Me llamó y me dijo: - “¿Estás ya en el restaurante?”
Yo le dije que no, pero que estaba llegando ya a nuestra cita, casi a la carrera, porque una maldita petición de última hora de mi jefa, había dado lugar a ese retraso inoportuno. El dijo simplemente:
-“Entonces espera, que salgo a buscarte.”
Sabía que tenía los OJOS AZULES, inmensos como el mar, el pelo moreno, la risa suave, y una voz que aunque tímida, inspiraba confianza. Que estaba casado. Que tenía ganas de conocerme. No sabía ni necesitaba saber nada más.
Llegó el día de nuestra cita a ciegas, inusual como sólo puede serlo una CITA así, programada para la hora de comer. Y allí estaba él, saliendo a recogerme a la puerta del restaurante, con su par de ojazos azules, en efecto, y una sonrisa amable. Un tipo atractivo, pensé yo.
Se acercó a mí, y nos dimos un par de besos en la mejilla, todo muy correcto. Reconocí su perfume al instante, se trataba de un clásico masculino, cálido y dulzón, y que me recordó la excitante revelación que suponía también sobre la piel de una mujer. Nos sentamos y pedimos la comida, charlamos animadamente, y pasamos un buen rato compartiendo pequeñas y grandes intimidades, era además es buen conversador. Me gustó poder mirarle a los ojos al fin, ese par de mares azules con los que había soñado, y que no por eso se violentara. Su mirada era limpia, como sus palabras, y eso me gustó. Sólo a la hora del café juraría que por un instante, sus ojos se detuvieron en el tiempo buscando los míos. Buscándome a mí.
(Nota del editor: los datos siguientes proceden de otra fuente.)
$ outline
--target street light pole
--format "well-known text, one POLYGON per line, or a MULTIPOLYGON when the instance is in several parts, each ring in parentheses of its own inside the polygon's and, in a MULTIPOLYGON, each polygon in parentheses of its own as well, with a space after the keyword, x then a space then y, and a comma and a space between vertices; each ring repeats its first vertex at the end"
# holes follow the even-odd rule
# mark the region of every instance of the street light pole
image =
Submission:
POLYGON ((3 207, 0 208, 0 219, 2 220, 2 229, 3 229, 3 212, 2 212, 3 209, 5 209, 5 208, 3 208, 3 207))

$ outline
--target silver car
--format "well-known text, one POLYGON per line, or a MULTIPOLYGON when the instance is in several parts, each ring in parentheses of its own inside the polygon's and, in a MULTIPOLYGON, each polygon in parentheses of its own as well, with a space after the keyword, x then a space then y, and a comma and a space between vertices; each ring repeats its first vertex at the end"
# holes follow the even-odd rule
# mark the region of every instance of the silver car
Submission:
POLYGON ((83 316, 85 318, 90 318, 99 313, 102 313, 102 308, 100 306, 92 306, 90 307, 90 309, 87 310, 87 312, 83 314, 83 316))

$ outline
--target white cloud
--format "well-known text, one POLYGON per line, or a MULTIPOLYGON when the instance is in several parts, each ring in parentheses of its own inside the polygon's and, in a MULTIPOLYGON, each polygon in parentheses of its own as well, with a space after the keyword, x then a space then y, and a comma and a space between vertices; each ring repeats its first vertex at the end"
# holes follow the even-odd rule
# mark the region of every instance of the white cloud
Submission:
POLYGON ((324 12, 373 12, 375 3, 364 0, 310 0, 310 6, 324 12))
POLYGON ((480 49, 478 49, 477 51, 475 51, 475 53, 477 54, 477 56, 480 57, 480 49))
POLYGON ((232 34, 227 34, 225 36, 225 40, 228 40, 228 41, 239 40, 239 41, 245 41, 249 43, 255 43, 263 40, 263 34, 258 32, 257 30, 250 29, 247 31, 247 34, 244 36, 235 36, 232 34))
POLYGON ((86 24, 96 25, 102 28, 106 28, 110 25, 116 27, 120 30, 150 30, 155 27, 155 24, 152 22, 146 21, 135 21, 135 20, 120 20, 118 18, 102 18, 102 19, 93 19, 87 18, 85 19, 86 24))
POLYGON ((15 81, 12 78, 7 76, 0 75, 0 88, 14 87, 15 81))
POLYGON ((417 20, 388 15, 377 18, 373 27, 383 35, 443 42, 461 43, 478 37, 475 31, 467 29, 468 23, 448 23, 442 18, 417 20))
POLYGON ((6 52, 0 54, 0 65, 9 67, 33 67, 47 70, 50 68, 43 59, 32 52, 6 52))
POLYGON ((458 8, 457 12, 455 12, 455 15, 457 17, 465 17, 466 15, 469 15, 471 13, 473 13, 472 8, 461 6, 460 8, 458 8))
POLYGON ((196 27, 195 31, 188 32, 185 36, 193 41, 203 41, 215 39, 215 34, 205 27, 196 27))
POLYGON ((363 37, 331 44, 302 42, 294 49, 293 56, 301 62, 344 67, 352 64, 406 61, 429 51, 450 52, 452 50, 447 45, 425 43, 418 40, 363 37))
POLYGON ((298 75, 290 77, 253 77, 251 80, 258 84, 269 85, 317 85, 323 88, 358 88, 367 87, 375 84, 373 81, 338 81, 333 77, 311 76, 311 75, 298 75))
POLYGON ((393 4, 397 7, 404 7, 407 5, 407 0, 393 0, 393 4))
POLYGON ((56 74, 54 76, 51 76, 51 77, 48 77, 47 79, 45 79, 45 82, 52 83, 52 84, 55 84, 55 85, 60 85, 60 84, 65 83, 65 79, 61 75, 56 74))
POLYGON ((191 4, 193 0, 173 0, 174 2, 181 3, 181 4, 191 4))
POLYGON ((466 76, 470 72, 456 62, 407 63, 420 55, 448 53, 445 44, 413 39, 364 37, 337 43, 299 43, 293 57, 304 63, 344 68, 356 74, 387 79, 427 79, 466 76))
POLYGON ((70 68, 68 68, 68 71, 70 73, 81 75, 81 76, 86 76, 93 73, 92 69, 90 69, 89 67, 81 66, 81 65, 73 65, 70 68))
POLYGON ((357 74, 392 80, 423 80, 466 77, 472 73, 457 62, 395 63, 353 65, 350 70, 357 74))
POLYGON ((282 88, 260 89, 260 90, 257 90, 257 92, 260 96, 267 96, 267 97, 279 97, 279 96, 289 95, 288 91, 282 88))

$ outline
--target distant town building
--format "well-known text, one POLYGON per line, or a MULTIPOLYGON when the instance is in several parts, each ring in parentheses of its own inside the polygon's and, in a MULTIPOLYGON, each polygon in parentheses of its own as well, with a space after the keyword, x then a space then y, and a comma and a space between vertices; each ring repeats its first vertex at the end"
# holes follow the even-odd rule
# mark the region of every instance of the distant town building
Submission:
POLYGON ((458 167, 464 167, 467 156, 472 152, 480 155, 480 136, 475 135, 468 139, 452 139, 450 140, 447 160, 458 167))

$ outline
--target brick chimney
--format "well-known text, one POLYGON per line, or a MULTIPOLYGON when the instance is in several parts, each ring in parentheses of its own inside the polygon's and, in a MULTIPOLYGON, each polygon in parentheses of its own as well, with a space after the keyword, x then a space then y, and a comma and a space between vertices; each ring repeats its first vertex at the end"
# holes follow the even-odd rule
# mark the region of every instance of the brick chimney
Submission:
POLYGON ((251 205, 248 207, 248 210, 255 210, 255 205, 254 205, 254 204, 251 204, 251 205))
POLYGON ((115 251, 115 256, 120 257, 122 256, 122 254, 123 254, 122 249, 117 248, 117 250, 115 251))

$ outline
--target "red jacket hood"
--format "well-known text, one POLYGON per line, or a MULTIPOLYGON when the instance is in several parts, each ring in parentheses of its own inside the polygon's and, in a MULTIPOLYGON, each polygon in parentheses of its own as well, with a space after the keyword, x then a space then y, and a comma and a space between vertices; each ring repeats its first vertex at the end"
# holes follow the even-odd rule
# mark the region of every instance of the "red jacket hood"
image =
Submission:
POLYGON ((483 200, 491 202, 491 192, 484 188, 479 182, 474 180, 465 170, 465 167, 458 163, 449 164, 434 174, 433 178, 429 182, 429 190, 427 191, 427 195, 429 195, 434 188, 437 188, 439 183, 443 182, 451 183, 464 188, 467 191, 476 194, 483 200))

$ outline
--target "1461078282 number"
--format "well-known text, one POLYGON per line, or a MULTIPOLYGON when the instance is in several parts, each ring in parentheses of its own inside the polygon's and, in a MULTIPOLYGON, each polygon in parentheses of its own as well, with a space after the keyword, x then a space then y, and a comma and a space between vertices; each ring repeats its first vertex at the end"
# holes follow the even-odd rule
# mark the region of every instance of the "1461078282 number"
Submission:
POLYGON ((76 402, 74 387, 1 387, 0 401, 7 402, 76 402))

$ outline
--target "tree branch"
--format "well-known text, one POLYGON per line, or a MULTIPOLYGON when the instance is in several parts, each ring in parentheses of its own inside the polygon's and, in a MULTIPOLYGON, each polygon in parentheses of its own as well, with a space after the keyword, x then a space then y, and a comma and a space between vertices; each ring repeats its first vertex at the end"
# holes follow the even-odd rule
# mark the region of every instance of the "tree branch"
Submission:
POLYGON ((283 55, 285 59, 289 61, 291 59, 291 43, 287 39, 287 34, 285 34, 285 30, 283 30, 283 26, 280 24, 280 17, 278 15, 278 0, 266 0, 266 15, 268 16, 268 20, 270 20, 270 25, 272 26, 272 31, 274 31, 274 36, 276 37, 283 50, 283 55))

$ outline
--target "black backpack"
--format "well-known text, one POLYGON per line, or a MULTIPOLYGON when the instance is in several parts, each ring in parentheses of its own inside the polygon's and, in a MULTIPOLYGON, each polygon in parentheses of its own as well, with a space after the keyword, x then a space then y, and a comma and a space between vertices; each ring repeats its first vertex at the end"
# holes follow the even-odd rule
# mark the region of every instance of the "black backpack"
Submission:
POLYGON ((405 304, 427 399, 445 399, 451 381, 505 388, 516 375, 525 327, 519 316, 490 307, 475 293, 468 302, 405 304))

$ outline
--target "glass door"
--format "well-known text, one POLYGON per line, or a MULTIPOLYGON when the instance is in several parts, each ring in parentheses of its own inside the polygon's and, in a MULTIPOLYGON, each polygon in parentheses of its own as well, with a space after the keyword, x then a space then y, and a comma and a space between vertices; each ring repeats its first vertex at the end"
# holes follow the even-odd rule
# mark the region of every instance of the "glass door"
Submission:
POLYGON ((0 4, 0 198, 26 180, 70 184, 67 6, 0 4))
Su trato fue exquisito: amable, respetuoso, discreto y divertido. Y sí, una de sus cualidades más notables era el saber estar. Cuando nos íbamos, subí un momento al baño para arreglarme antes de volver al trabajo. El me seguía dos peldaños por detrás. Me hubiera gustado saber qué miraban sus enormes ojos en ese momento, qué pensaba, si seguiría con su mirada mis pasos firmes, o si se deleitaría soñando con mi la cadencia de mis caderas...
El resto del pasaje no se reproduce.